I think this is the point at which we find the answer to our question: How does the prophetess and Satan’s depths relate to ruling over nations and Psalm 2? There is a contrast through the whole book of Revelations between the New Jerusalem and Babylon, the Bride and the Harlot, those who dwell in heaven and the inhabitants of the earth. Psalm 2 begins, “Why do the nations rage and the people plot a vain thing? The kings of the earth take their stand and the rulers gather together against the Lord and against his Anointed One.”

There is a real sense in which the prophetess leading these people into sexual immorality and idolatry is taking a stand against the Lord and against His Anointed One. There has been a false Gospel erected, and through it people are being deceived.

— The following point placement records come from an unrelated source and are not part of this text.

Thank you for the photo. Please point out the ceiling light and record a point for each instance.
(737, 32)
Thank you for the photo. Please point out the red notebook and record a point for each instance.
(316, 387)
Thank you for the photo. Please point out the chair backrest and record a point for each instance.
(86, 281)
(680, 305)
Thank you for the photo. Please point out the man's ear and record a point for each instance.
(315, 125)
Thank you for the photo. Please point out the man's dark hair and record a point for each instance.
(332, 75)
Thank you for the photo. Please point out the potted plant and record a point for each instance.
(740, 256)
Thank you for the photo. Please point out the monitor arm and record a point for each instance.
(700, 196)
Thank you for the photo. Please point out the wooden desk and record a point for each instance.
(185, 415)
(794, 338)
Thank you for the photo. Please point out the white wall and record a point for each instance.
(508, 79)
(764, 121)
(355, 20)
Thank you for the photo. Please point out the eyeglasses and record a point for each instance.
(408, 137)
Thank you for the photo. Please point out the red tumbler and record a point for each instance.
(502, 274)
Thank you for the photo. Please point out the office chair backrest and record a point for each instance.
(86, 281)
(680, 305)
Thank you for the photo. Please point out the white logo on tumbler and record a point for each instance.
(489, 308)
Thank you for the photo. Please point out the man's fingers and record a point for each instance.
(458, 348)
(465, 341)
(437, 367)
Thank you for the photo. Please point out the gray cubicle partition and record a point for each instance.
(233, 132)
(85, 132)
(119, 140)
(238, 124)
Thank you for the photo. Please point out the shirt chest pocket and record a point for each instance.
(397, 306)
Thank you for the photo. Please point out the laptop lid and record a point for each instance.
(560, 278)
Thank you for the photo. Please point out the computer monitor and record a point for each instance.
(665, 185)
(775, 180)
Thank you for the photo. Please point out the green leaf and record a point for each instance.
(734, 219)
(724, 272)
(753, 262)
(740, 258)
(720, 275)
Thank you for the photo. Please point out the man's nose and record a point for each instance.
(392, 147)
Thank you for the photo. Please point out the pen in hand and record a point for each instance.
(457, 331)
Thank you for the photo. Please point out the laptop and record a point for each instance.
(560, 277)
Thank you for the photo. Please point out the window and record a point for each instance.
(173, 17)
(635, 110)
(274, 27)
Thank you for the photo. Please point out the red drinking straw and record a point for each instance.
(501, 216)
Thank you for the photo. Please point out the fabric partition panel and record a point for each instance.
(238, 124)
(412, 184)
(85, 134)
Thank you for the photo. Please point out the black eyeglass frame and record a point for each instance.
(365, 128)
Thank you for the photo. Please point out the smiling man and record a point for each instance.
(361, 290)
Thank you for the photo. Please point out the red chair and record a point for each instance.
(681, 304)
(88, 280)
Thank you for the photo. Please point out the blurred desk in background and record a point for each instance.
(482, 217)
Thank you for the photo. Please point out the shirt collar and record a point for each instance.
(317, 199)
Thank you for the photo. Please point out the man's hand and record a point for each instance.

They are following after a righteousness apart from God, as if righteousness can be attained apart from faith. In this, the danger isn’t simply that you have Christians believing lies. The danger is that they simply aren’t Christian at all, and if this has deceived them, then they will be deceived by the Antichrist. This explains to us why Jesus says that He will cause those who commit adultery with her to suffer “great tribulation”.

In verse 26, the overcoming and the keeping seem to be on the same par. “He who overcomes – even he who keeps my will – until the end… The last part is a free rendering of Psalm 2:8. Verse 29 is a free rendering of Psalm 2:9. The Greek word ποιμαινειν is from the Hebrew that means “shepherd”, but in Micah 5:5, Jeremiah 6:3, Psalm 80:14, etc it means “destroy”. Which exactly John intends for cannot be 100% certain. If we go with destroy, verses like Isaiah 30:14 or Jeremiah 19:11 come into play. If we say that the Greek word means what the Greek word means, then we have verses like Isaiah 66:18 or Zechariah 14:16.

The morning star in the New Testament is strictly Jesus (2 Peter 1:19, Revelation 22:16). In the Old Testament, there is a verse in Isaiah 14 that calls what appears to be Satan “the bright and morning star”. In the context of the book of Revelations, stars are specifically righteous angels or saints (see 1:19-20, 12:1, 4). Most likely this is a poetic way of saying, “The firstborn from the dead” – the first star to rise. This promise, then, is a promise to rule and reign with Christ. Let he who has an ear, hear what the Spirit says to the churches.